Chinese President Xi Jinping’s “One Belt, One Road” initiative proclaims the rise of China as it extends its influence throughout Asia, Africa and Europe in the form of transportation, technology and infrastructure projects to increase trade and strengthen relationships. Today, China flexes its economic might with this $1.4 trillion initiative that will touch more than half of the world’s population and one-third of the world’s economy.

Xi and Trump seek to make their countries great again. In China’s case, Xi aims to restore the “Middle Kingdom” to a place of prominence in the world. Memories of the century of humiliation, from the Opium Wars to the Japanese conquest, linger in the Chinese mind. The slogan “never again” underlies the Chinese quest for power, wealth and prestige.

Harvard professor Graham Allison cautions in his book “ Destined for War” that a rupture in the relationship between the U.S. and China is more likely than acknowledged and argues that both countries will have to take challenging steps to avert hostilities. His book looked at 16 instances over the last 500 years when an upstart country disrupted the dominance of an established power. War broke out in 12 of those cases.

Trump and Xi reportedly have a warm personal relationship, but so did the leaders of Athens and Sparta, who recognized that war was not in their best interests. Hubris, fear and paranoia proved more powerful than rational thought, as both sides exhibited misplaced confidence and persuasive partisans aroused national pride that rendered any attempt at peace a sign of weakness.

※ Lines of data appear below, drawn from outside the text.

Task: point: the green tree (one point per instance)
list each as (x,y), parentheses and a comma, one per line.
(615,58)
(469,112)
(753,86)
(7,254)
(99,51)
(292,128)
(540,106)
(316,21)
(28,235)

China’s rise does not have to lead inexorably into the Thucydides’ trap. The Greek historian taught that choices rather than fate shape our destiny. By learning from Athens and Sparta, the U.S. and China can avoid the Thucydides’ trap only by choosing a more constructive path to the future.

Joseph W. McDonnell is a professor of public policy and management at the Edmund S. Muskie School of Public Service at the University of Southern Maine in Portland. He is also the director of the USM Confucius Institute.